Reading

Dual-Layer Adaptive Cybersecurity Detection System: Using NLP and Machine Learning to Combat Evolving Social Engineering Attacks

This article introduces a dual-layer adaptive system combining a random forest classifier and an expert rule engine, which can classify emails, SMS, and chat messages into 7 types of social engineering attacks with an accuracy rate of 98.18%

cybersecurityNLPmachine-learningphishing-detectionsocial-engineeringrandom-forestadaptive-learningtext-classificationfraud-detection

Published 2026-05-23 01:45Recent activity 2026-05-23 01:49Estimated read 8 min

Section 01

Core Guide to the Dual-Layer Adaptive Cybersecurity Detection System

This article introduces the dual-layer adaptive cybersecurity detection system developed by the Usha Martin University team, which combines a random forest classifier and an expert rule engine. It can identify 7 types of social engineering attacks in emails, SMS, and other messages with an accuracy rate of 98.18%. The system has adaptive learning capabilities and can be continuously updated to respond to evolving attack patterns, providing a practical and interpretable solution for social engineering attack detection.

Section 02

Project Background and Motivation

In today's digital society, social engineering attack methods are constantly evolving (e.g., using psychological manipulation such as a sense of urgency or authority). Traditional detection systems based on rules or single machine learning models struggle to keep up. Therefore, the team developed this dual-layer adaptive system to address the challenge of rapidly changing attack patterns while achieving high accuracy and adaptive capabilities.

Section 03

System Architecture: Dual-Layer Collaborative Detection Mechanism

The core of the system is a dual-layer architecture:

Random Forest Classifier: Trained on 197,909 samples, identifies 7 attack types (Safe, Phishing, Urgency Manipulation, Authority Impersonation, Financial Fraud, Malware/Suspicious Links, Credential Theft) with an accuracy rate of 98.18%.
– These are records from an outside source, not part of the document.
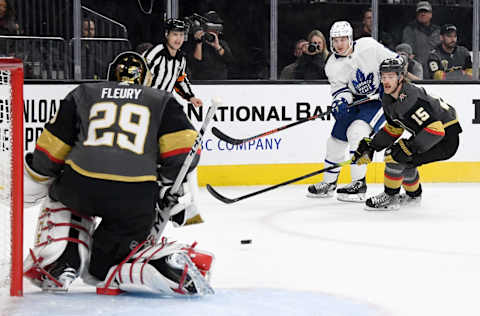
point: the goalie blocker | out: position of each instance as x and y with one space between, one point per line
101 150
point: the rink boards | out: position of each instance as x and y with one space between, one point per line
251 109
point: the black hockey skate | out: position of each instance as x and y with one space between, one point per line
321 190
353 192
409 201
383 202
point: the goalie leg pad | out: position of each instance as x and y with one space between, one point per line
61 247
165 268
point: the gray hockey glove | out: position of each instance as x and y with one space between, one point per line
35 185
180 211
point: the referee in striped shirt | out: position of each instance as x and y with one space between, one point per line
168 63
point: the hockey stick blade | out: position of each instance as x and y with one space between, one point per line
237 141
220 197
227 200
219 134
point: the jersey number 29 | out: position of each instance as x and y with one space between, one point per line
123 116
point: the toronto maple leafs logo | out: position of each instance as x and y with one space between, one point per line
363 84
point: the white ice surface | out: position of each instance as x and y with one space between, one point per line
310 257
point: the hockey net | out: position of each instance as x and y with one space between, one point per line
11 175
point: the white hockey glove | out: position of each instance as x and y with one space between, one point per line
35 185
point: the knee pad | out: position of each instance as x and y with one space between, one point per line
355 132
62 242
167 268
336 150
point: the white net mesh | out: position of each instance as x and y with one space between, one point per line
5 177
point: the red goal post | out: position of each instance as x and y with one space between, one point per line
11 174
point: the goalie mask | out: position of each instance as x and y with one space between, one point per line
341 29
129 67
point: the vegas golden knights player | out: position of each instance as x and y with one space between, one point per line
433 125
98 157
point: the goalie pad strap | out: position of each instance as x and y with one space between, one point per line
60 209
119 266
50 240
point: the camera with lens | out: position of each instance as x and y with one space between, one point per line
313 47
198 22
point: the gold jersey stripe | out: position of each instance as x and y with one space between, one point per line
108 176
35 176
450 123
436 126
392 182
54 146
393 131
404 147
177 140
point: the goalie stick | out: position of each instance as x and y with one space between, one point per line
216 101
227 200
238 141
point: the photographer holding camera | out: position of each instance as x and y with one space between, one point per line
311 64
211 55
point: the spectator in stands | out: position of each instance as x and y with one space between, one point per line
143 47
288 72
93 67
414 68
211 56
311 64
365 30
8 24
422 35
449 61
88 28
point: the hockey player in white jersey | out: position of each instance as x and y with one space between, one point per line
352 70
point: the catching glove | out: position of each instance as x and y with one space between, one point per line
35 185
340 108
364 152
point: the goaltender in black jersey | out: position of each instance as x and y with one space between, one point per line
98 157
434 129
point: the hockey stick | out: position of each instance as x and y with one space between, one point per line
238 141
191 154
227 200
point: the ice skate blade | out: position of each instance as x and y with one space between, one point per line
352 198
384 209
319 196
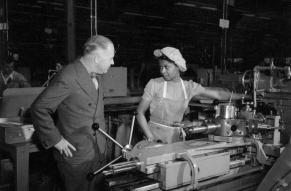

Nine-Rule Expert Engine: Captures subtle attacks missed by ML. The rule table is as follows:

Rule Name	Detection Target	Severity	Score
Impersonation	Authority Impersonation	CRITICAL	85
Credential Theft	Urgent Request for OTP/Password	CRITICAL	90
Urgency Escalation	Time Pressure + Threat Combination	HIGH	70
Context Attack	Financial/Legal/Health/Work Bait	HIGH	65-70
Subtle Manipulation	Flattery, False Intimacy, Scarcity	MEDIUM-HIGH	20-60
Obfuscation	Distorted Text, Invisible Characters, URLs	HIGH-CRITICAL	65-90
Mixed Signal	Trust Vocabulary + Attack Vocabulary Combination	HIGH	70
Malware Install	Inducing App Installation / Fake Delivery Failure	HIGH	72
Safe Signals	Authentic Communication Patterns	LOW	-30
Decision Fusion: Threat Score = ML Score ×50% + Rule Engine Score ×50%. CRITICAL rules can override ML predictions.

Section 04

Feature Engineering: Multi-Dimensional Text Understanding

The system constructs a 10,012-dimensional feature vector:

TF-IDF Features (10,000 dimensions): Implemented with scikit-learn, extracts unigrams/bigrams, and uses sublinear_tf to reduce the impact of high-frequency words.
Psychological Manipulation Features (8 dimensions): Includes credential phrases, authority markers, link urgency, etc., scaled by ×10 to enhance weight.
Attack Pattern Features (4 dimensions): Identifies technical methods such as obfuscation, mixed signals, subtle manipulation, and context attacks.

Section 05

Adaptive Learning Mechanism: Combating Attack Evolution

To address attack evolution, the system is designed with an adaptive mechanism:

Data Segmentation: 197,909 samples are divided into T1 (training, 70%), T2a (drift set, simulating new attacks,15%), and T2b (testing,15%).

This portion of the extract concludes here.